THE ARTIST
Elizabeth Parsons (1831-1897)
Elizabeth Parsons loved to paint the St Kilda foreshore. The public loved her paintings and she went on to become the first woman artist of note in Victoria. The rise of popular Australian artists, poets and writers at the end of the nineteenth century such as Lawson, Patterson and the Impressionists influenced the nationalist sentiment that led to Federation. Breaking with English tradition, many painters strove to record the 'true' Australian landscape and appreciate the beauty of its unique flora and light in what was seen at the time as a radical movement.

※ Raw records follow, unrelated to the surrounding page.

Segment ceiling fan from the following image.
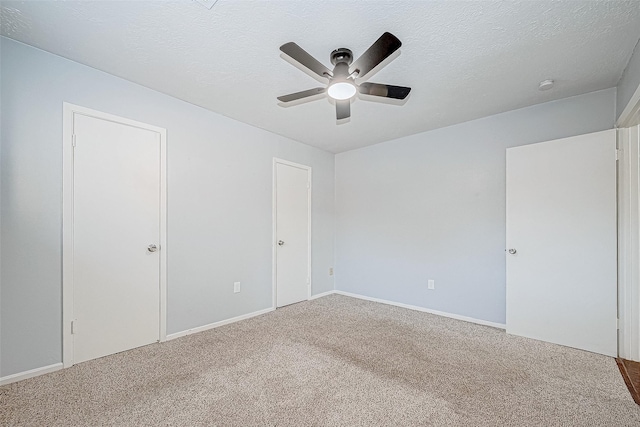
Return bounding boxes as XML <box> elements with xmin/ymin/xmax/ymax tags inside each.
<box><xmin>277</xmin><ymin>32</ymin><xmax>411</xmax><ymax>120</ymax></box>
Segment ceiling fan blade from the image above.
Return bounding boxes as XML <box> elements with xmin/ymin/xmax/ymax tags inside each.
<box><xmin>336</xmin><ymin>100</ymin><xmax>350</xmax><ymax>120</ymax></box>
<box><xmin>349</xmin><ymin>32</ymin><xmax>402</xmax><ymax>79</ymax></box>
<box><xmin>280</xmin><ymin>42</ymin><xmax>332</xmax><ymax>79</ymax></box>
<box><xmin>358</xmin><ymin>82</ymin><xmax>411</xmax><ymax>99</ymax></box>
<box><xmin>277</xmin><ymin>87</ymin><xmax>326</xmax><ymax>103</ymax></box>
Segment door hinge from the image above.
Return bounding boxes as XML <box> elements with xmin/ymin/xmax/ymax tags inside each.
<box><xmin>71</xmin><ymin>320</ymin><xmax>77</xmax><ymax>334</ymax></box>
<box><xmin>307</xmin><ymin>181</ymin><xmax>310</xmax><ymax>189</ymax></box>
<box><xmin>616</xmin><ymin>318</ymin><xmax>619</xmax><ymax>330</ymax></box>
<box><xmin>72</xmin><ymin>134</ymin><xmax>77</xmax><ymax>147</ymax></box>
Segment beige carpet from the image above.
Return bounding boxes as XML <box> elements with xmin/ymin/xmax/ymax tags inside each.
<box><xmin>2</xmin><ymin>294</ymin><xmax>640</xmax><ymax>426</ymax></box>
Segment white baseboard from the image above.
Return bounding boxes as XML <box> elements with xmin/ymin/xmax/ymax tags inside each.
<box><xmin>333</xmin><ymin>290</ymin><xmax>506</xmax><ymax>330</ymax></box>
<box><xmin>0</xmin><ymin>293</ymin><xmax>503</xmax><ymax>386</ymax></box>
<box><xmin>0</xmin><ymin>362</ymin><xmax>63</xmax><ymax>386</ymax></box>
<box><xmin>165</xmin><ymin>307</ymin><xmax>275</xmax><ymax>341</ymax></box>
<box><xmin>309</xmin><ymin>290</ymin><xmax>335</xmax><ymax>300</ymax></box>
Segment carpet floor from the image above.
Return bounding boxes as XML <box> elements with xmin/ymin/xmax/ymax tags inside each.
<box><xmin>2</xmin><ymin>294</ymin><xmax>640</xmax><ymax>426</ymax></box>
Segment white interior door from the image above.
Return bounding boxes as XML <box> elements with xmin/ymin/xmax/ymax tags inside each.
<box><xmin>506</xmin><ymin>130</ymin><xmax>617</xmax><ymax>356</ymax></box>
<box><xmin>275</xmin><ymin>160</ymin><xmax>310</xmax><ymax>307</ymax></box>
<box><xmin>72</xmin><ymin>113</ymin><xmax>161</xmax><ymax>364</ymax></box>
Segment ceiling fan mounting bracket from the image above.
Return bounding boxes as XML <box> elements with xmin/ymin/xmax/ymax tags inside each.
<box><xmin>330</xmin><ymin>48</ymin><xmax>353</xmax><ymax>66</ymax></box>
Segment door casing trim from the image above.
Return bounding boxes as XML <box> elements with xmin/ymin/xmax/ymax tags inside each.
<box><xmin>62</xmin><ymin>102</ymin><xmax>168</xmax><ymax>368</ymax></box>
<box><xmin>618</xmin><ymin>125</ymin><xmax>640</xmax><ymax>361</ymax></box>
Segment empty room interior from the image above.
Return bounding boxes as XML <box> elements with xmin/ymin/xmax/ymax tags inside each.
<box><xmin>4</xmin><ymin>0</ymin><xmax>640</xmax><ymax>425</ymax></box>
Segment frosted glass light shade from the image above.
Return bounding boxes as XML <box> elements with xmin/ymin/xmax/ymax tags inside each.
<box><xmin>327</xmin><ymin>82</ymin><xmax>357</xmax><ymax>100</ymax></box>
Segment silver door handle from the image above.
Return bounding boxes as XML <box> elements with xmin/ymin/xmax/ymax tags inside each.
<box><xmin>278</xmin><ymin>240</ymin><xmax>285</xmax><ymax>246</ymax></box>
<box><xmin>508</xmin><ymin>248</ymin><xmax>517</xmax><ymax>255</ymax></box>
<box><xmin>148</xmin><ymin>244</ymin><xmax>158</xmax><ymax>252</ymax></box>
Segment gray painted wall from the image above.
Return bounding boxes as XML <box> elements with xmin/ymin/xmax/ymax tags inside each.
<box><xmin>0</xmin><ymin>38</ymin><xmax>335</xmax><ymax>377</ymax></box>
<box><xmin>335</xmin><ymin>89</ymin><xmax>616</xmax><ymax>325</ymax></box>
<box><xmin>617</xmin><ymin>39</ymin><xmax>640</xmax><ymax>120</ymax></box>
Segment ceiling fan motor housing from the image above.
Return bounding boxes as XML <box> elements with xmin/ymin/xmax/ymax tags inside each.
<box><xmin>330</xmin><ymin>48</ymin><xmax>353</xmax><ymax>66</ymax></box>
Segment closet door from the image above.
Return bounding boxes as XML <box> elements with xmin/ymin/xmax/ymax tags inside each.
<box><xmin>274</xmin><ymin>160</ymin><xmax>310</xmax><ymax>307</ymax></box>
<box><xmin>72</xmin><ymin>112</ymin><xmax>161</xmax><ymax>364</ymax></box>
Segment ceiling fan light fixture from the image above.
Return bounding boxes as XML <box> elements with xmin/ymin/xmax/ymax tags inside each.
<box><xmin>278</xmin><ymin>33</ymin><xmax>410</xmax><ymax>119</ymax></box>
<box><xmin>327</xmin><ymin>81</ymin><xmax>357</xmax><ymax>100</ymax></box>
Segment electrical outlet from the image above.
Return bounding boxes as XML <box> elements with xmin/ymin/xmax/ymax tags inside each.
<box><xmin>329</xmin><ymin>267</ymin><xmax>334</xmax><ymax>276</ymax></box>
<box><xmin>234</xmin><ymin>281</ymin><xmax>241</xmax><ymax>293</ymax></box>
<box><xmin>428</xmin><ymin>279</ymin><xmax>435</xmax><ymax>290</ymax></box>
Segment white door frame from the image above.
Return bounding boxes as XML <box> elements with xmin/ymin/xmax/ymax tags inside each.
<box><xmin>618</xmin><ymin>125</ymin><xmax>640</xmax><ymax>361</ymax></box>
<box><xmin>62</xmin><ymin>103</ymin><xmax>168</xmax><ymax>368</ymax></box>
<box><xmin>272</xmin><ymin>158</ymin><xmax>312</xmax><ymax>309</ymax></box>
<box><xmin>617</xmin><ymin>82</ymin><xmax>640</xmax><ymax>129</ymax></box>
<box><xmin>617</xmin><ymin>81</ymin><xmax>640</xmax><ymax>361</ymax></box>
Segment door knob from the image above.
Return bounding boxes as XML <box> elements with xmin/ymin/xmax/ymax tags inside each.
<box><xmin>508</xmin><ymin>248</ymin><xmax>517</xmax><ymax>255</ymax></box>
<box><xmin>278</xmin><ymin>240</ymin><xmax>285</xmax><ymax>246</ymax></box>
<box><xmin>148</xmin><ymin>244</ymin><xmax>158</xmax><ymax>252</ymax></box>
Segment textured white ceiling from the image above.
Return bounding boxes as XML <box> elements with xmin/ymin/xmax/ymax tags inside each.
<box><xmin>2</xmin><ymin>1</ymin><xmax>640</xmax><ymax>153</ymax></box>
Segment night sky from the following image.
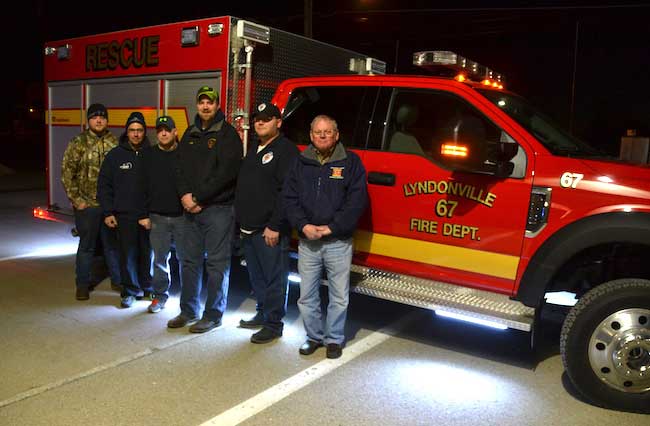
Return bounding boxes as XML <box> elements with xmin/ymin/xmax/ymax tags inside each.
<box><xmin>4</xmin><ymin>0</ymin><xmax>650</xmax><ymax>171</ymax></box>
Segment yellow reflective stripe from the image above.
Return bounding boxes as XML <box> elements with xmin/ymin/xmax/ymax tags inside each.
<box><xmin>353</xmin><ymin>230</ymin><xmax>519</xmax><ymax>280</ymax></box>
<box><xmin>46</xmin><ymin>109</ymin><xmax>82</xmax><ymax>125</ymax></box>
<box><xmin>47</xmin><ymin>108</ymin><xmax>190</xmax><ymax>133</ymax></box>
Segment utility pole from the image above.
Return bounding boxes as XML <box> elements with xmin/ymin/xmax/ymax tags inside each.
<box><xmin>304</xmin><ymin>0</ymin><xmax>313</xmax><ymax>38</ymax></box>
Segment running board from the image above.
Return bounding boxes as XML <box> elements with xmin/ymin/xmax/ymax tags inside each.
<box><xmin>348</xmin><ymin>265</ymin><xmax>535</xmax><ymax>332</ymax></box>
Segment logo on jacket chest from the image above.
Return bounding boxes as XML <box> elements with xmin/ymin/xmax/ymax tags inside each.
<box><xmin>329</xmin><ymin>166</ymin><xmax>344</xmax><ymax>179</ymax></box>
<box><xmin>120</xmin><ymin>162</ymin><xmax>133</xmax><ymax>170</ymax></box>
<box><xmin>208</xmin><ymin>138</ymin><xmax>217</xmax><ymax>149</ymax></box>
<box><xmin>261</xmin><ymin>151</ymin><xmax>273</xmax><ymax>164</ymax></box>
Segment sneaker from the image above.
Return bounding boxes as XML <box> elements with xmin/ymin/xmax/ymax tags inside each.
<box><xmin>326</xmin><ymin>343</ymin><xmax>343</xmax><ymax>359</ymax></box>
<box><xmin>120</xmin><ymin>295</ymin><xmax>136</xmax><ymax>308</ymax></box>
<box><xmin>250</xmin><ymin>327</ymin><xmax>282</xmax><ymax>344</ymax></box>
<box><xmin>167</xmin><ymin>314</ymin><xmax>199</xmax><ymax>329</ymax></box>
<box><xmin>75</xmin><ymin>287</ymin><xmax>90</xmax><ymax>301</ymax></box>
<box><xmin>147</xmin><ymin>298</ymin><xmax>165</xmax><ymax>313</ymax></box>
<box><xmin>189</xmin><ymin>318</ymin><xmax>222</xmax><ymax>333</ymax></box>
<box><xmin>239</xmin><ymin>312</ymin><xmax>264</xmax><ymax>329</ymax></box>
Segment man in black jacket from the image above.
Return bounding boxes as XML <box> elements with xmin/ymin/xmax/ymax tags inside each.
<box><xmin>98</xmin><ymin>112</ymin><xmax>153</xmax><ymax>308</ymax></box>
<box><xmin>137</xmin><ymin>115</ymin><xmax>184</xmax><ymax>314</ymax></box>
<box><xmin>169</xmin><ymin>86</ymin><xmax>243</xmax><ymax>333</ymax></box>
<box><xmin>235</xmin><ymin>102</ymin><xmax>299</xmax><ymax>344</ymax></box>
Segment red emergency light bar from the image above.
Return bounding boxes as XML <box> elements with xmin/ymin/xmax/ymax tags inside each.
<box><xmin>414</xmin><ymin>50</ymin><xmax>505</xmax><ymax>89</ymax></box>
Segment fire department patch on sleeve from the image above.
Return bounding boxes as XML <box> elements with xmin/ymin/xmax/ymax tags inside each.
<box><xmin>329</xmin><ymin>166</ymin><xmax>344</xmax><ymax>179</ymax></box>
<box><xmin>207</xmin><ymin>138</ymin><xmax>217</xmax><ymax>149</ymax></box>
<box><xmin>262</xmin><ymin>151</ymin><xmax>274</xmax><ymax>164</ymax></box>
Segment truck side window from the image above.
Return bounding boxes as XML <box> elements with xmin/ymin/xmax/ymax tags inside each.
<box><xmin>282</xmin><ymin>86</ymin><xmax>378</xmax><ymax>149</ymax></box>
<box><xmin>386</xmin><ymin>89</ymin><xmax>526</xmax><ymax>178</ymax></box>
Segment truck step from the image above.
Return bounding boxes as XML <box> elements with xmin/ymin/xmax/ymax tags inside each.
<box><xmin>349</xmin><ymin>265</ymin><xmax>535</xmax><ymax>331</ymax></box>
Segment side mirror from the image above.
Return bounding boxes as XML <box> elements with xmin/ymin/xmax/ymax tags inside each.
<box><xmin>496</xmin><ymin>141</ymin><xmax>518</xmax><ymax>162</ymax></box>
<box><xmin>494</xmin><ymin>160</ymin><xmax>515</xmax><ymax>178</ymax></box>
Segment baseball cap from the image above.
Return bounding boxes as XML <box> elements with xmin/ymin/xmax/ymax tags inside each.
<box><xmin>252</xmin><ymin>103</ymin><xmax>281</xmax><ymax>120</ymax></box>
<box><xmin>155</xmin><ymin>115</ymin><xmax>176</xmax><ymax>130</ymax></box>
<box><xmin>87</xmin><ymin>103</ymin><xmax>108</xmax><ymax>120</ymax></box>
<box><xmin>196</xmin><ymin>86</ymin><xmax>218</xmax><ymax>102</ymax></box>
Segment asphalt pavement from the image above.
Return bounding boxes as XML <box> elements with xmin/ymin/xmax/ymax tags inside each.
<box><xmin>0</xmin><ymin>186</ymin><xmax>647</xmax><ymax>426</ymax></box>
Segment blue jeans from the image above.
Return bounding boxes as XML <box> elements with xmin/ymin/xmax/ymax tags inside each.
<box><xmin>74</xmin><ymin>206</ymin><xmax>120</xmax><ymax>289</ymax></box>
<box><xmin>242</xmin><ymin>231</ymin><xmax>290</xmax><ymax>333</ymax></box>
<box><xmin>149</xmin><ymin>214</ymin><xmax>185</xmax><ymax>302</ymax></box>
<box><xmin>179</xmin><ymin>205</ymin><xmax>233</xmax><ymax>321</ymax></box>
<box><xmin>116</xmin><ymin>213</ymin><xmax>152</xmax><ymax>297</ymax></box>
<box><xmin>297</xmin><ymin>238</ymin><xmax>353</xmax><ymax>345</ymax></box>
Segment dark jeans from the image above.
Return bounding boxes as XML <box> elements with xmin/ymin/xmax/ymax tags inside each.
<box><xmin>179</xmin><ymin>205</ymin><xmax>233</xmax><ymax>321</ymax></box>
<box><xmin>242</xmin><ymin>231</ymin><xmax>290</xmax><ymax>333</ymax></box>
<box><xmin>149</xmin><ymin>213</ymin><xmax>185</xmax><ymax>302</ymax></box>
<box><xmin>115</xmin><ymin>213</ymin><xmax>152</xmax><ymax>297</ymax></box>
<box><xmin>74</xmin><ymin>206</ymin><xmax>120</xmax><ymax>289</ymax></box>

Born in Islesworth, England, Parsons probably inherited her artistic talent from forebears who were surveyors and teachers of drawing. She later studied art in England and Paris and joined the renowned Barbizon artists colony, before becoming a successful teacher and professional painter. In 1873 she, her architect husband George Parsons and baby Adeline migrated to Melbourne on the ' Great Britain '.
Despite the rigours of settling into a new country with a young child, it was only six months before Parsons' paintings stood beside Buvelot and Von Guerard in an exhibition. She continued to paint and draw the undulating fields of what is now East St Kilda, Malvern, Caulfield and the foreshore - with the Old Red Bluff and Brighton Beach forming the bulk of her studies. One of the first exponents of the one-man show in Melbourne, Parsons exhibited from 1870 to the late 1890s. In 1886 she sent paintings to the Colonial and Indian Exhibition in London, where her offering ' The Red Bluff ' was well received by critics of the day. The Red Bluff was the site of Victoria's first Quarantine Station and St Kilda's first graveyard (The Emigrants)
Parsons was a member of the Buonarotti Club with Longstaff, McCubbin and Roberts. In 1875 she was elected, against much opposition from the male contingent, as a member of the Council of the Victorian Academy of the Arts (later the Victorian Artists Society). Through the Academy and her teaching, she exercised great influence on the standard of painting in the young community.